Threshold electrotonus (TE) is assessed by measuring the change in threshold at multiple time points during and after prolonged (100 ms) subthreshold, depolarizing (TEd) and hyperpolarizing (TEh) conditioning currents (Fig. 1B). Although these currents are not sufficient to produce an action potential, they enable a slow spread of current under the myelin sheath into the internode, consequently altering the membrane potential and activating a number of internodal accommodative conductances (Baker et al., 1987, Bostock et al., 1998, Burke et al., 2001).
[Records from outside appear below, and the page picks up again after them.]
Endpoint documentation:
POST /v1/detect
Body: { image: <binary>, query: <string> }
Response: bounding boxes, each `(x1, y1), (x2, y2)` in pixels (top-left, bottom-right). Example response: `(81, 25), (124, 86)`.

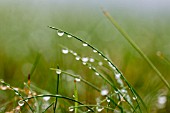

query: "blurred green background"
(0, 0), (170, 113)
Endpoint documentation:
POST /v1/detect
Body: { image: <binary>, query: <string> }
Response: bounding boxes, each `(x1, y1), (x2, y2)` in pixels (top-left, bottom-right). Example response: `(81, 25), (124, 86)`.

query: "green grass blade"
(103, 11), (170, 90)
(74, 80), (79, 113)
(54, 66), (60, 113)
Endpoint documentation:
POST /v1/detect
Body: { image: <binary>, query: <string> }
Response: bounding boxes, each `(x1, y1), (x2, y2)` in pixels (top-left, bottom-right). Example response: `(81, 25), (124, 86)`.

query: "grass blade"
(103, 11), (170, 90)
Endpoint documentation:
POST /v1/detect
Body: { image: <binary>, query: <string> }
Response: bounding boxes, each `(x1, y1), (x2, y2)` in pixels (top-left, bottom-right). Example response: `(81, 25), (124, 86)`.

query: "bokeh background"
(0, 0), (170, 113)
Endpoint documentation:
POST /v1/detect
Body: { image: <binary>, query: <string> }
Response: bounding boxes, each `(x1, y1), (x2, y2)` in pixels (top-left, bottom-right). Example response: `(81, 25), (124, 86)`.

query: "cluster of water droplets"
(68, 106), (74, 112)
(18, 100), (25, 106)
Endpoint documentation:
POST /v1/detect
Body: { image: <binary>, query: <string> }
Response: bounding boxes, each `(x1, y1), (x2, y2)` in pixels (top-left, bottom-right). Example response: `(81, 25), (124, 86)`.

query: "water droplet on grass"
(56, 69), (61, 74)
(43, 97), (50, 101)
(57, 30), (64, 36)
(96, 106), (104, 112)
(89, 58), (94, 62)
(95, 72), (99, 76)
(106, 99), (110, 103)
(18, 100), (25, 106)
(67, 35), (72, 38)
(83, 43), (88, 47)
(62, 49), (68, 54)
(62, 49), (68, 54)
(100, 88), (109, 96)
(72, 52), (77, 56)
(76, 56), (80, 60)
(15, 92), (19, 95)
(93, 49), (97, 53)
(98, 62), (103, 66)
(75, 78), (81, 82)
(68, 106), (74, 111)
(81, 57), (89, 62)
(115, 73), (121, 79)
(132, 97), (137, 100)
(0, 84), (7, 90)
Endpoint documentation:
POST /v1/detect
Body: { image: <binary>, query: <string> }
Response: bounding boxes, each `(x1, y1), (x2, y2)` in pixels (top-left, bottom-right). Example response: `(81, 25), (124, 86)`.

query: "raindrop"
(81, 57), (89, 62)
(121, 89), (127, 93)
(43, 97), (50, 101)
(95, 72), (99, 76)
(14, 88), (19, 91)
(15, 92), (19, 95)
(56, 69), (61, 74)
(96, 106), (104, 112)
(89, 58), (94, 62)
(62, 49), (68, 54)
(1, 79), (5, 83)
(67, 35), (72, 38)
(18, 100), (24, 106)
(115, 73), (121, 79)
(158, 96), (167, 104)
(0, 84), (7, 90)
(98, 62), (103, 66)
(76, 56), (80, 60)
(72, 52), (77, 56)
(83, 62), (87, 65)
(68, 106), (74, 111)
(83, 43), (88, 47)
(75, 78), (81, 82)
(132, 97), (137, 100)
(104, 58), (107, 61)
(106, 99), (110, 103)
(57, 30), (64, 36)
(100, 89), (109, 96)
(93, 49), (97, 53)
(70, 50), (74, 54)
(106, 97), (110, 103)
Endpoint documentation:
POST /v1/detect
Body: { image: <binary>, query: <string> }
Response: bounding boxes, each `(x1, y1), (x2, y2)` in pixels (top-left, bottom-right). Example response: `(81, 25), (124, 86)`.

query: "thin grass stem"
(103, 11), (170, 90)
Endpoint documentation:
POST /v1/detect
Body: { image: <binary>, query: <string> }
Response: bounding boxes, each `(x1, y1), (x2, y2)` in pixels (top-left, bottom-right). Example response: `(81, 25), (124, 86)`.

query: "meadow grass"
(0, 8), (169, 113)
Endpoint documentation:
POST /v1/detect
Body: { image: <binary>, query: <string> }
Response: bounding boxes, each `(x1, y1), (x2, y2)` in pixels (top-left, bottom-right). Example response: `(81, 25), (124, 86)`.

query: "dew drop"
(75, 78), (81, 82)
(67, 35), (72, 38)
(14, 88), (19, 91)
(100, 89), (109, 96)
(104, 58), (107, 61)
(106, 99), (110, 103)
(1, 79), (5, 84)
(68, 106), (74, 111)
(72, 52), (77, 56)
(56, 69), (61, 74)
(96, 106), (104, 112)
(62, 49), (68, 54)
(93, 49), (97, 53)
(132, 97), (137, 100)
(15, 92), (19, 95)
(81, 57), (89, 62)
(57, 30), (64, 36)
(43, 97), (50, 101)
(76, 56), (80, 60)
(18, 100), (24, 106)
(83, 43), (88, 47)
(98, 62), (103, 66)
(95, 72), (99, 76)
(115, 73), (121, 79)
(83, 62), (87, 65)
(89, 58), (94, 62)
(0, 84), (7, 90)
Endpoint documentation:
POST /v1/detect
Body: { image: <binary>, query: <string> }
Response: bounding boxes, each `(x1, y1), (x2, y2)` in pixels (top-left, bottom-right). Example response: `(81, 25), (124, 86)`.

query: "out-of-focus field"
(0, 0), (170, 113)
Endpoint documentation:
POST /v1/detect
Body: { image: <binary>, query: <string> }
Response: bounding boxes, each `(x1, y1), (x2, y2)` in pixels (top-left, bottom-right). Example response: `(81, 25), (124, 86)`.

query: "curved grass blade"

Current/threshold relationship (I/V) assesses the effects of longer duration polarising currents by measuring the change in threshold following polarising currents of 200 ms duration, ranging from +50% (depolarising) to −100% (hyperpolarising) of the unconditioned threshold intensity (Fig 1C). This parameter is particularly useful for examining the rectifying properties of the axon (Kiernan et al., 2000). Strong depolarising currents result in outward rectification achieved by activation of fast and slow K⁺ channels (Kiernan and Bostock, 2000). Strong hyperpolarising currents result in activation of inwardly rectifying (I_H) conductances (Kiernan et al., 2000, Pape, 1996).
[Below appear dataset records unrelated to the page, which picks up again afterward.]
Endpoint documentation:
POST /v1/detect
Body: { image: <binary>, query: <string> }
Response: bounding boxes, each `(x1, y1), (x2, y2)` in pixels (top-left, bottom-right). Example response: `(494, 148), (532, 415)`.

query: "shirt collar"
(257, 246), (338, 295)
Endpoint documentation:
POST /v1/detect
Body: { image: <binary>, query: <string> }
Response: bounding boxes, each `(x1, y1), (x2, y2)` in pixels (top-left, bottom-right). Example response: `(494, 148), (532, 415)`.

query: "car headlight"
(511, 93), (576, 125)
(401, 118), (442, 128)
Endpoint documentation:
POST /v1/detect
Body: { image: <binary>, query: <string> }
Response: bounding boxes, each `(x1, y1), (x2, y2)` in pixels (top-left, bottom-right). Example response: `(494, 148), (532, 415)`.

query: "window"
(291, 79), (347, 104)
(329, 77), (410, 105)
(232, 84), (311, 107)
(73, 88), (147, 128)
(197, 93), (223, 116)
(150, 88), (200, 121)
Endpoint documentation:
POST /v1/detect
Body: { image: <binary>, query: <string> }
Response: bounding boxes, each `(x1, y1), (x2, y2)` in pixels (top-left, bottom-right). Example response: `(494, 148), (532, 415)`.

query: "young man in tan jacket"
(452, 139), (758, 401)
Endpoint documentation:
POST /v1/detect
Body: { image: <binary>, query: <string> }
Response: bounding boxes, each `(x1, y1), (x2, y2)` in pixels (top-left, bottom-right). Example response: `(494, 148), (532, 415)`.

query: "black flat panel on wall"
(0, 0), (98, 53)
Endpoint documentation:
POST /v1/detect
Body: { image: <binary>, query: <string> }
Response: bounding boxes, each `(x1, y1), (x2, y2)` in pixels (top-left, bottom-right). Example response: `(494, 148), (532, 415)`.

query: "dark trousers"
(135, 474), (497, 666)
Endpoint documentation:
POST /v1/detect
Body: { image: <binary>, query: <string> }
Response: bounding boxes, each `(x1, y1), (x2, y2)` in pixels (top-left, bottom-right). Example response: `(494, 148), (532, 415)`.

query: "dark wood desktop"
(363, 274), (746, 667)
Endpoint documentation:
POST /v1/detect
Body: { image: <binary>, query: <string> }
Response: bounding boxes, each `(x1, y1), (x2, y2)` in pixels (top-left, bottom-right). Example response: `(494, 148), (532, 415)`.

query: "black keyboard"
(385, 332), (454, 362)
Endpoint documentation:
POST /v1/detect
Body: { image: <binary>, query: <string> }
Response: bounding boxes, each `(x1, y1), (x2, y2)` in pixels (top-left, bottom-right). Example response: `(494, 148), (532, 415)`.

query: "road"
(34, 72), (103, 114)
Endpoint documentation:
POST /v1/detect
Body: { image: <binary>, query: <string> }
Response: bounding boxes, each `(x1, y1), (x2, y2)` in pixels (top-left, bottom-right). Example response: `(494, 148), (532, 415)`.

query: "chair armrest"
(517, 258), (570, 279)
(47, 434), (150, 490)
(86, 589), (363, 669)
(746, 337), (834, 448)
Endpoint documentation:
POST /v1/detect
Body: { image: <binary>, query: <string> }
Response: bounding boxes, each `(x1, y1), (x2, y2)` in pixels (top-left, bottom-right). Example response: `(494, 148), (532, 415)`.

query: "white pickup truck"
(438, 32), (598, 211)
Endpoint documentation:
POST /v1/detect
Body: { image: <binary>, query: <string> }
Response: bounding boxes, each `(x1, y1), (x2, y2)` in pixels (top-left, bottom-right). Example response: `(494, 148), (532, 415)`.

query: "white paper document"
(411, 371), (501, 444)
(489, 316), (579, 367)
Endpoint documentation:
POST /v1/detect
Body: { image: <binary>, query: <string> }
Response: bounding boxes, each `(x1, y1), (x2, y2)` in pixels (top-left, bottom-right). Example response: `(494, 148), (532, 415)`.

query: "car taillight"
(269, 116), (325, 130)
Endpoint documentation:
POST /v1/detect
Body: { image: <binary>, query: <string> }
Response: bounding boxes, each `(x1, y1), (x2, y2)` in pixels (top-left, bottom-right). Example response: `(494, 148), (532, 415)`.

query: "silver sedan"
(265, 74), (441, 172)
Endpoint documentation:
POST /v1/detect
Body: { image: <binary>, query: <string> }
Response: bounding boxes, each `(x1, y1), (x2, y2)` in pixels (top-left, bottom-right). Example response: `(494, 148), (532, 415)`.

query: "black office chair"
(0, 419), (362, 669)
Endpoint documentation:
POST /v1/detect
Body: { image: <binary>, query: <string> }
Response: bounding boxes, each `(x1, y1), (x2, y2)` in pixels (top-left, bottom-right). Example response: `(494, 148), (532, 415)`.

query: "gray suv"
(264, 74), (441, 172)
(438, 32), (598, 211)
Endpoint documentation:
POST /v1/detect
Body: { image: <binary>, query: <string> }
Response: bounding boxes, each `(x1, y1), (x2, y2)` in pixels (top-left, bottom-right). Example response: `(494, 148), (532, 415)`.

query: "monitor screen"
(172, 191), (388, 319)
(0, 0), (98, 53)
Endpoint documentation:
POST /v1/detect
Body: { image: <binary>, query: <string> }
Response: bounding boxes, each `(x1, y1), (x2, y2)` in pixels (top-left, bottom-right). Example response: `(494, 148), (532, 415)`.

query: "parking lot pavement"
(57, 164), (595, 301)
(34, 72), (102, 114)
Recovery cycle (RC) measures the changes in threshold that occur over 200 ms following a supramaximal stimulus (Fig. 1D). These parameters provide insights into the behaviour of nodal and juxtaparanodal Na⁺ and K⁺ channels. With short conditioning-test intervals, a supramaximal stimulus causes a brief period (0.5–1 ms) of absolute refractoriness, during which the axon is completely inexcitable (Hodgkin and Huxley, 1952). This period is followed by ∼3 ms of relative refractoriness while Na⁺ channels recover from inactivation. (Hodgkin and Huxley, 1952). During this time the axon is less excitable and an action potential can only be generated with greater than usual stimuli. Following the recovery of Na⁺ channel inactivation, a passive capacitive charge stored in the internodal membrane produces a depolarising afterpotential, effectively increasing membrane excitability (Barrett and Barrett, 1982, Kiernan et al., 1996). This is referred to as superexcitability and peaks between 5–7 ms following impulse conduction. Finally, there is a second period of reduced excitability due to activation of slow K⁺ channels at the node of Ranvier during depolarisation (Baker et al., 1987, Schwarz et al., 1995). These channels are slow to deactivate and produce hyperpolarisation as the final stage of the recovery cycle known as subexcitability.

Current excitability software enables the acquisition of these parameters from a single nerve in a ten minute period. This technological advance has enabled detailed assessment of axonal function in a clinical setting, thus providing a valuable tool for clinical translation.